13 janvier 2019

Leurs enfants après eux...


"Un siècle durant, les hauts-fourneaux d'Heillange avaient drainé tout ce que la région comptait d'existences, happant d'un même mouvement les êtres, les heures, les matières premières. D'un côté, des wagonnets apportaient le combustible et le minerai par voie ferrée. De l'autre, des lingots de métal repartaient par le rail, avant d’emprunter le cours des fleuves et des rivières pour de lents cheminements à travers l'Europe. 

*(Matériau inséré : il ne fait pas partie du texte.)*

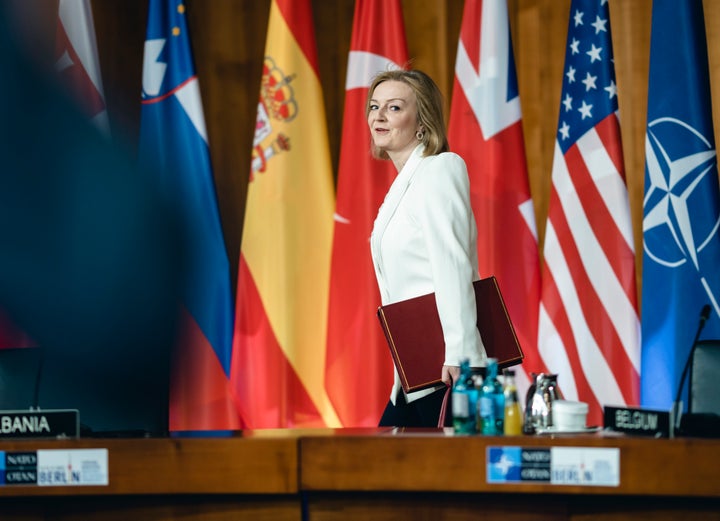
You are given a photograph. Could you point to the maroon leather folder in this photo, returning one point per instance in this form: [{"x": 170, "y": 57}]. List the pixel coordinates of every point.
[{"x": 414, "y": 334}]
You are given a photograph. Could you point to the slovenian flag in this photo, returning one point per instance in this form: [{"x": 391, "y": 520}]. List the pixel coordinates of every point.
[{"x": 173, "y": 142}]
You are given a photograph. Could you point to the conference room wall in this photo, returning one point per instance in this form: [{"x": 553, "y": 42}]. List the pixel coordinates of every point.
[{"x": 229, "y": 39}]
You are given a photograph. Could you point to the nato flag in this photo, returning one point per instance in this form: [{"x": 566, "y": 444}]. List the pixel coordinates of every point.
[{"x": 681, "y": 246}]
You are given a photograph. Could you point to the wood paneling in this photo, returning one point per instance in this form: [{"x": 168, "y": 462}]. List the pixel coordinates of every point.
[{"x": 229, "y": 39}]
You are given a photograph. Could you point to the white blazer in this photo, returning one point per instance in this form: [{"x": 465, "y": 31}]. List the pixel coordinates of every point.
[{"x": 425, "y": 240}]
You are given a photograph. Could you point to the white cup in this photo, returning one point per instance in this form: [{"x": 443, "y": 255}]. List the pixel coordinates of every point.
[{"x": 568, "y": 415}]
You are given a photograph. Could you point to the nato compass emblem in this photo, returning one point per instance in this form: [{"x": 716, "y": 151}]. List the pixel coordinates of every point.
[{"x": 681, "y": 166}]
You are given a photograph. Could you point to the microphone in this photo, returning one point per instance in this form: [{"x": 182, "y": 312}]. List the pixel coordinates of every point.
[{"x": 678, "y": 404}]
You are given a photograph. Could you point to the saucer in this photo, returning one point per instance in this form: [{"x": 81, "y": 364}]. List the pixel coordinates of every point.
[{"x": 555, "y": 430}]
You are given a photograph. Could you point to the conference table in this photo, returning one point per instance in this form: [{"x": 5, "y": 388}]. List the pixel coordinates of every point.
[{"x": 368, "y": 474}]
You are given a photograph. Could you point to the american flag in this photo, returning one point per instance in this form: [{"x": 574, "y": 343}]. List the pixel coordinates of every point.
[{"x": 589, "y": 326}]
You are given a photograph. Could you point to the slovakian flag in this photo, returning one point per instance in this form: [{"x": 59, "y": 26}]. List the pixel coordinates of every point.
[
  {"x": 76, "y": 59},
  {"x": 486, "y": 131},
  {"x": 282, "y": 293},
  {"x": 78, "y": 65},
  {"x": 681, "y": 207},
  {"x": 589, "y": 326},
  {"x": 173, "y": 142},
  {"x": 359, "y": 370}
]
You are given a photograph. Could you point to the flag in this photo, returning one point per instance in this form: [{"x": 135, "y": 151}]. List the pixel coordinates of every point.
[
  {"x": 485, "y": 129},
  {"x": 76, "y": 59},
  {"x": 589, "y": 326},
  {"x": 283, "y": 274},
  {"x": 681, "y": 211},
  {"x": 359, "y": 370},
  {"x": 77, "y": 63},
  {"x": 173, "y": 142}
]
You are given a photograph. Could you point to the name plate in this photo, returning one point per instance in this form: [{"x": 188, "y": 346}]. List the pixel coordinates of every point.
[
  {"x": 640, "y": 422},
  {"x": 35, "y": 424}
]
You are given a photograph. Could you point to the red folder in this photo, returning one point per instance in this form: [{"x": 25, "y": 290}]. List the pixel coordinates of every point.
[{"x": 414, "y": 334}]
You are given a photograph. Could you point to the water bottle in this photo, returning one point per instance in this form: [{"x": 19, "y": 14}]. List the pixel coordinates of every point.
[
  {"x": 513, "y": 413},
  {"x": 492, "y": 402},
  {"x": 464, "y": 401}
]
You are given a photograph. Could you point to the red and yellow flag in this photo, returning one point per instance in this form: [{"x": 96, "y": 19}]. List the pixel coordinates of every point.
[{"x": 282, "y": 295}]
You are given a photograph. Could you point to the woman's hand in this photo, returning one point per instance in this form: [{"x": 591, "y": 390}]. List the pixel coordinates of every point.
[{"x": 450, "y": 374}]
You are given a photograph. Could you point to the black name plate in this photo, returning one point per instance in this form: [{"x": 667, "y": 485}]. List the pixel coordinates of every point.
[
  {"x": 51, "y": 423},
  {"x": 641, "y": 422}
]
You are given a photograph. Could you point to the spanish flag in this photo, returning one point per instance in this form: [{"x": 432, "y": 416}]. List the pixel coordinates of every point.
[{"x": 282, "y": 294}]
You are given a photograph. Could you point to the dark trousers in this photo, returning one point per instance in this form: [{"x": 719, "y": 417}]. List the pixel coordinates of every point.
[{"x": 424, "y": 412}]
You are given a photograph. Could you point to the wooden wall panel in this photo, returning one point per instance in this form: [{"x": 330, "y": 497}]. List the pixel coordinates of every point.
[{"x": 229, "y": 39}]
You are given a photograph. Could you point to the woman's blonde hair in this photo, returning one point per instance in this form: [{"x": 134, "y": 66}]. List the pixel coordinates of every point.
[{"x": 429, "y": 109}]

Le corps insatiable de l'usine avait duré tant qu'il avait pu, à la croisée des chemins, alimenté par des routes et des fatigues, nourri par tout un réseau de conduites qui, une fois déposées et vendues au poids, avaient laissé dans la ville de cruelles saignées. Ces trouées fantomatiques ravivaient les mémoires, comme les ballast mangés d'herbes, les réclames qui pâlissaient sur les mir, ces panneaux indicateurs grêlés de plombs.

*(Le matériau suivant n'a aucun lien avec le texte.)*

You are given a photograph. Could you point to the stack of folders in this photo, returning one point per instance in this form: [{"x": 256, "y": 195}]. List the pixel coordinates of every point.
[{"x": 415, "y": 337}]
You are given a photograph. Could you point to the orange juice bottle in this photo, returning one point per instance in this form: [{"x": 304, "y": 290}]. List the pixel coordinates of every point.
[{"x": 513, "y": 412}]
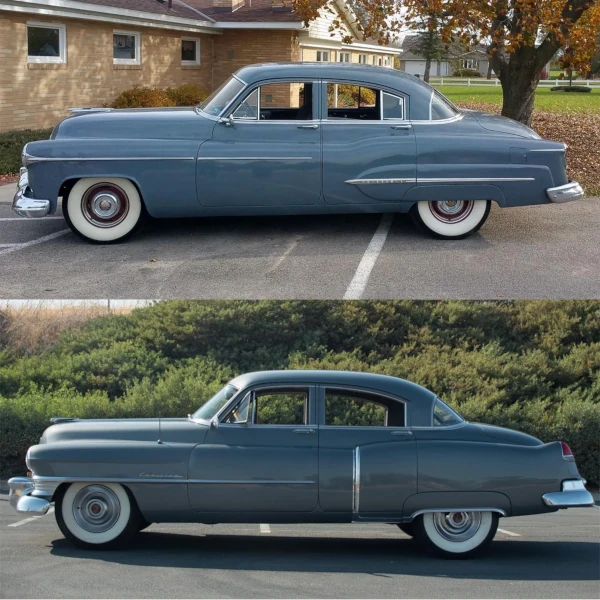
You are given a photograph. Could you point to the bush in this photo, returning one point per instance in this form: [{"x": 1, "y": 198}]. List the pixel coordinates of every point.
[
  {"x": 145, "y": 97},
  {"x": 11, "y": 145},
  {"x": 571, "y": 88}
]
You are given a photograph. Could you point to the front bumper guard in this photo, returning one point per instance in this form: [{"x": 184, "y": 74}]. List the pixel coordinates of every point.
[
  {"x": 566, "y": 193},
  {"x": 24, "y": 204},
  {"x": 21, "y": 499},
  {"x": 573, "y": 494}
]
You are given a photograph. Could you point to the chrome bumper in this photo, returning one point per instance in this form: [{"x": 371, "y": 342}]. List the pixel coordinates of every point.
[
  {"x": 566, "y": 193},
  {"x": 573, "y": 494},
  {"x": 21, "y": 499},
  {"x": 24, "y": 204}
]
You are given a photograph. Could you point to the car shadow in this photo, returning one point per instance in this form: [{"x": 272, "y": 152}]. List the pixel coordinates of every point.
[{"x": 505, "y": 560}]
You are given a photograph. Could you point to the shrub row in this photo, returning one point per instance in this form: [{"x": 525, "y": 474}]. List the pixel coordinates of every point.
[{"x": 533, "y": 366}]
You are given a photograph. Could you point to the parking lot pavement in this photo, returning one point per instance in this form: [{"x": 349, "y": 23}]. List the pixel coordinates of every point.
[
  {"x": 534, "y": 252},
  {"x": 544, "y": 556}
]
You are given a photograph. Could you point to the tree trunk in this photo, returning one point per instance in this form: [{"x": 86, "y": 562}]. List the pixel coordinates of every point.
[
  {"x": 427, "y": 69},
  {"x": 519, "y": 74}
]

Anthony la connaissait bien cette histoire. On la lui avait racontée toute l'enfance. Sous le gueulard, la terre se muait en fonte à 1800° C, dans un déchaînement de chaleur qui occasionnait des morts et des fiertés. Elle avait sifflé, gémi et brûlé, leur usine, pendant six générations, même la nuit. Une interruption aurait coûté les yeux de la tête, il valait encore mieux arracher les hommes à leurs lits et à  leurs femmes. Et pour finir, il ne restait que ça, des silhouettes rousses, un mur d'enceinte, une grille fermée par un petit cadenas. L'an dernier, on y avait organisé un vernissage. Un candidat aux législative avait proposé d'en faire un parc à thème. Des mômes la détruisaient à coups de lance-pierre."

Nicolas Mathieu, Leurs enfants après eux, Paris, Actes Sud, 2018, p. 87.